Is there a name for this movie trope?

In just about every romantic comedy film ever made, there’s a montage scene near the end where the hero & heroine appear to have broken up for good, and they both go about their daily routines noticing how everything seems so bleak and dreary without the other person around anymore, while a song by Currently Popular Top 40 Artist plays over the scene – e.g. Roxette’s “It Must Have Been Love” from Pretty Woman, or (to cite a non-R/C example) “Mad World” from Donnie Darko. Naturally, the subsequent scene is where they get back together and everyone lives happily ever after…

There’s gotta be a trope name for this, since it happens in EVERY SINGLE ROMANTIC COMEDY FILM EVER MADE… does anyone know?

http://tvtropes.org/pmwiki/pmwiki.php/Main/SadTimesMontage or even better http://tvtropes.org/pmwiki/pmwiki.php/Main/LostLoveMontage

It’s a Sad Times Montage, with an overlap of Lost Love Montage.

ninja’d!

Those are close, but all examples listed use generic music instead of a song by Currently Popular Top 40 Artist. (The Currently Popular Top 40 Artist song is key to the trope I’m seeking.)

Sad Times Montage + Lost Love Montage + Nothing But Hits?

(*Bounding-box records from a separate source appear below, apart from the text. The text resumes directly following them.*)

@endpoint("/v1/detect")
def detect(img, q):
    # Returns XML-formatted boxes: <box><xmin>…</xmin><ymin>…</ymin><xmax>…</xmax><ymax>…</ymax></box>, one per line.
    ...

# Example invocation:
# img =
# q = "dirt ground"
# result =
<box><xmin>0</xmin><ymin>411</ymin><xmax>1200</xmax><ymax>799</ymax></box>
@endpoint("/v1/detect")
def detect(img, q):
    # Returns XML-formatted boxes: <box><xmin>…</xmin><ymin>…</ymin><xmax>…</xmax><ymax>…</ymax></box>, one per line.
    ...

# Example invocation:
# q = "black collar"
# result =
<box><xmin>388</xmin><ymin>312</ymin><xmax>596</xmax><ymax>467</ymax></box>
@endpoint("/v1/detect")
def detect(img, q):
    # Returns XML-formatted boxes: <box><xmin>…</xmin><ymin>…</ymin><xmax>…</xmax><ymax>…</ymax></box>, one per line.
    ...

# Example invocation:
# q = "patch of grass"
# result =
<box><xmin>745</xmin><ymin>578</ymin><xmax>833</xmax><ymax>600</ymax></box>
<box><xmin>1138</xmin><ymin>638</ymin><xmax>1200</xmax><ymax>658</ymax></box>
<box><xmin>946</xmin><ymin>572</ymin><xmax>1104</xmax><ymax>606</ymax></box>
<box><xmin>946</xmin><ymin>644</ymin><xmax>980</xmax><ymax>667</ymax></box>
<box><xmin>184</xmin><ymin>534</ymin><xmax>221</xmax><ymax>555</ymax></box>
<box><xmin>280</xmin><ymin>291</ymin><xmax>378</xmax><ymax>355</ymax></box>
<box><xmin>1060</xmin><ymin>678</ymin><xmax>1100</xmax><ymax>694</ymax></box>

Most movies do not have a song or musical number in them these days*, but radio and music video play is a huge and crucial part of most movie marketing. So a pop artist is engaged to either write and perform a unique - but otherwise standalone - song for the movie, or a promising work from their newest catalog is licensed. This lets the marketing department tag on a radio push and viral video releases even though there’s no real connection between the song and the movie. Even the various James Bond title tracks are pretty nebulously connected, even if they are a unique pairing.

Putting such songs in the movie, under montages such as described above, is at least honest. I can think of more than a few movies where (other than some scoring lifted from the song), it doesn’t appear anywhere except over the end credits.

So the trope is “Studio Finds Way to Gouge More Money.” Hardly new.

  • Don’t argue. Just let it go, for ghod’s sakes.

Nobody lives Happily Ever After in Donnie Darko.

But then, it’s a non-RC, as you say.
Watch Daffy Darko instead.

http://boards.straightdope.com/sdmb/printthread.php?t=117411

I think, but can’t recall details, that all three Austin Powers movies had whiny musical interludes symbolizing Baby Boomers complaining about life:

  1. Austin’s sad because the icons of his youth (Hendrix, Joplin) are dead (they burnt out on their own excesses, get over it).
  2. Austin’s sad because he’s lost his mojo (you’re getting older, deal with it).
  3. Austin’s kinda bitter because “Daddy Wasn’t There” (he was off working - to save the world, no less - so you could have a better life, you ungrateful snot).
    The movies are otherwise enjoyable.